2012年08月13日 14時21分15秒 | Weblog
 竹島問題に関して『赤旗』2012・8・12に重要な記事があった。志位委員長の2006年の発言の再録だが、竹島問題を解決する要点が示されている。党本部で9月25日におこなった韓国訪問の報告会での発言。普通の新聞では示されない視点であり、これなしには解決はないと思われるので紹介したい。

 4つ目に、日韓の間にあるどんな懸案事項を解決するうえでも、歴史問題で日本が誠実な態度をとること―侵略戦争と植民地支配への反省をきちんとおこなうことが、冷静な話し合いを成り立たせる基礎になることを痛感いたしました。
 たとえば、日韓の間には、竹島―韓国では「独島」と呼ばれている島の領有をめぐる問題があります。韓国では、国民のおそらく99%以上が、「独島」は韓国の領土だ、日本帝国主義の侵略によって奪われた領土だと考えています。9月5日におこなった西大門での韓国メディアとのインタヴューでも、この問題への態度が問われました。9月7日におこなったハンナラ党のキム・ヒョンオ院内代表との会談でも、この問題についても「さらに関心をもって示していただきたい」と要請されました。

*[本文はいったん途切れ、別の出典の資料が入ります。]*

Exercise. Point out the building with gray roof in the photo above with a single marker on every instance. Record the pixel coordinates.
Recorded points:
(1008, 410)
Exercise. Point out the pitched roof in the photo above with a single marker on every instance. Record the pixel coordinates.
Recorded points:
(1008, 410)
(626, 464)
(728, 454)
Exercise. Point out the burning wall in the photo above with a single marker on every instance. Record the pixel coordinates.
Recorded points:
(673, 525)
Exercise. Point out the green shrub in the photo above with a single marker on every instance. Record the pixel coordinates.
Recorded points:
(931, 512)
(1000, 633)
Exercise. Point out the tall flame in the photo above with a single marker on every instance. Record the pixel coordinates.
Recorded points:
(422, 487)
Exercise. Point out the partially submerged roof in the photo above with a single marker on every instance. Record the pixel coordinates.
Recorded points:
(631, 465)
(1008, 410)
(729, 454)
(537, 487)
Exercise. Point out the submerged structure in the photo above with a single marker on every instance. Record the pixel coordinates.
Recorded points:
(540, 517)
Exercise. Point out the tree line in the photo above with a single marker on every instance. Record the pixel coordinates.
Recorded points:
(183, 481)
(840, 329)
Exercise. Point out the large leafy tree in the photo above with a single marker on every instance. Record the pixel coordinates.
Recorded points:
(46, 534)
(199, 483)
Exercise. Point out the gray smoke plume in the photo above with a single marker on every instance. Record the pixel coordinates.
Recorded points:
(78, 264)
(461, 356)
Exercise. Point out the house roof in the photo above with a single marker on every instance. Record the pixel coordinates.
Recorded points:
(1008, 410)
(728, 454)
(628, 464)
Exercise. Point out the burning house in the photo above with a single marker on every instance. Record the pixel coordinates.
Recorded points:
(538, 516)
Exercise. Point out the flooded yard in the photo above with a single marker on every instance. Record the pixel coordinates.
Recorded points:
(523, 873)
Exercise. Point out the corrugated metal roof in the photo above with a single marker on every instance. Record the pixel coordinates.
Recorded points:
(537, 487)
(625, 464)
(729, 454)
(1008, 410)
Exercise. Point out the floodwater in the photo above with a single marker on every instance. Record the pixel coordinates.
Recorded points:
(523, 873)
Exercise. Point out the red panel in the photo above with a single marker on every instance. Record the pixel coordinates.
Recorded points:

 私は、「この問題は、靖国問題などとは違った事情があります。わが党は、1977年にこの問題についての見解を発表していますが、竹島(独島)の領有権を日本が主張することには、歴史的な根拠があるとそのなかでのべました」と、まず私たちの立場を率直に伝えました。ハンナラ党のキム・ヒョンオ院内代表との会談では、私がそこまで言いますと、「共産党がですか」と聞き返してきました。会談は一瞬、緊張しました。私は、「そうです」と答えるとともに、「同時に、この問題が、1905年に起こったということを私たちは重視しています。すなわち韓国の植民地化する過程で、これ(竹島の日本への編入)がおこなわれたことも、まぎれもない歴史的事実です。韓国はすでに外交権を剥奪されており異議を申し立てる条件がありませんでした。ですから、韓国側のいい分も検討しなければならないと考えています。植民地支配への反省という問題が基礎にないと、この問題は、冷静に話し合いができないと思います。その反省のうえに、事実を突き合わせる冷静な共同研究が必要ではないでしょうか」とのべました。そうしますと、先方から、「いいお話をありがとうございます。植民地化の過程については、私の方からあえて申し上げなかったのですが、志位委員長の方から言及されたというのは、非常に意味のあることだと思います」との答えが返ってきました。この会談は、一瞬の緊張はありましたが、最後はたいへん友好的な雰囲気で終わりました。
 竹島問題は、日韓間で非常にこじれている問題ですが、私は、この会談を通じて、こじれにこじれた糸をときほぐす道が見えたように思えました(拍手)。1965年の日韓基本条約の締結にいたる過程で、日韓両国政府間で竹島領有をめぐって往復書簡による論争があります。その論争の家庭でも、また今日においても、日本政府は、韓国併合―植民地支配を不法なものであったと認めていません。それを認めないもとで、竹島の領有権を主張するから、韓国民の側からは、この問題が「侵略の象徴」となってしまうのです。ですから韓国政府は、この島の領有権をめぐっては話し合いすら拒否するという状況にあります。日本政府が、植民地支配を不法性、その誤りを正面から認め、その土台のうえで竹島問題についての協議を呼びかけるなら、私は、歴史的事実にもとづく冷静な話し合いが可能になると、これらの交流を通じて痛感したしだいです。